Reconciliation in Parliament is an annual event that aims to foster dialogue between Aboriginal and Torres Strait Islander peoples in NSW and their state government representatives; this year’s event on 24 October focused on treaty and agreement making options for NSW. Arranged by Reconciliation NSW (the peak body for advancing reconciliation in NSW), all NSW MPs were invited as well as Aboriginal organisations in the wider Sydney region and the general public.
Discussions around having a treaty are becoming more prominent in NSW, with the NSW Labor Party having committed to negotiating and signing a treaty with NSW First Nations peoples if elected to government in 2019. The panel formed part of the ongoing discussions that consider how treaty processes might work in NSW, and what individuals, communities and organisations can do to support this process.
An expert in Māori politics and Tumuaki/Head of School of Te Kawa a Māui at Victoria University of Wellington, Dr Bargh (Te Arawa, Ngāti Awa) was invited to speak on ‘Having a Treaty’—the realities of the Treaty of Waitangi for Māori and New Zealand. She spoke about the rights the Treaty of Waitangi provides for Māori in New Zealand’s constitutional arrangements and the challenge Māori have in holding the Crown to account. She also talked of the importance of friendships between the parties to the Treaty and amongst Indigenous and non-Indigenous peoples to foster the political conditions that enable Indigenous rights to be upheld.

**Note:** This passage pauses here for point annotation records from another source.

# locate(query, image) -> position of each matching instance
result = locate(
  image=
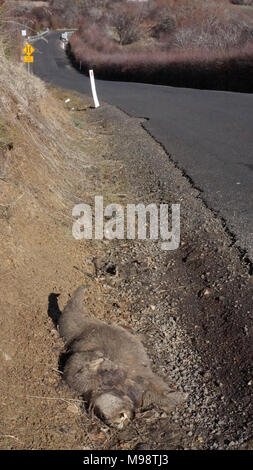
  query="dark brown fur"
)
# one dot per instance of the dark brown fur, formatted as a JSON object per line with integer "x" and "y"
{"x": 109, "y": 366}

Professor Margaret Hyland, Vice-Provost (Research) at Victoria University of Wellington, says contributing knowledge gained through research into the experiences and thinking of Māori in New Zealand is an area where the University has much to offer.
“This is a superb example of research that resonates internationally because it is distinctively New Zealand-centred, not in spite of that.”
Dr Bargh spoke alongside Commissioner Jill Gallagher AO (Gunditjmara) whose groundbreaking and newly created position is tasked with establishing the Aboriginal Representative Body, which will create the process for negotiating a treaty in the state of Victoria. The other panellists were Tony McAvoy (Wangan and Jagalingou) who spoke about high-level strategic approaches for treaties; and James Christian (Wiradjuri) who detailed the existing First Nations representative structures in NSW and their potential role in advising and negotiating with governments and other stakeholders.
Dr Bargh said, “The view from politicians and scholars in Australia is that Māori rights are firmly protected because of the existence of the Treaty of Waitangi. However, listening to the progress of their negotiations towards treaties in NSW and Victoria, it’s apparent that the challenges Aboriginal peoples and Māori face are more similar than not.”
Professor Larissa Behrendt hosted the discussion, which was recorded by ABC Radio. You can listen to it on Professor Behrendt’s Speaking Out show.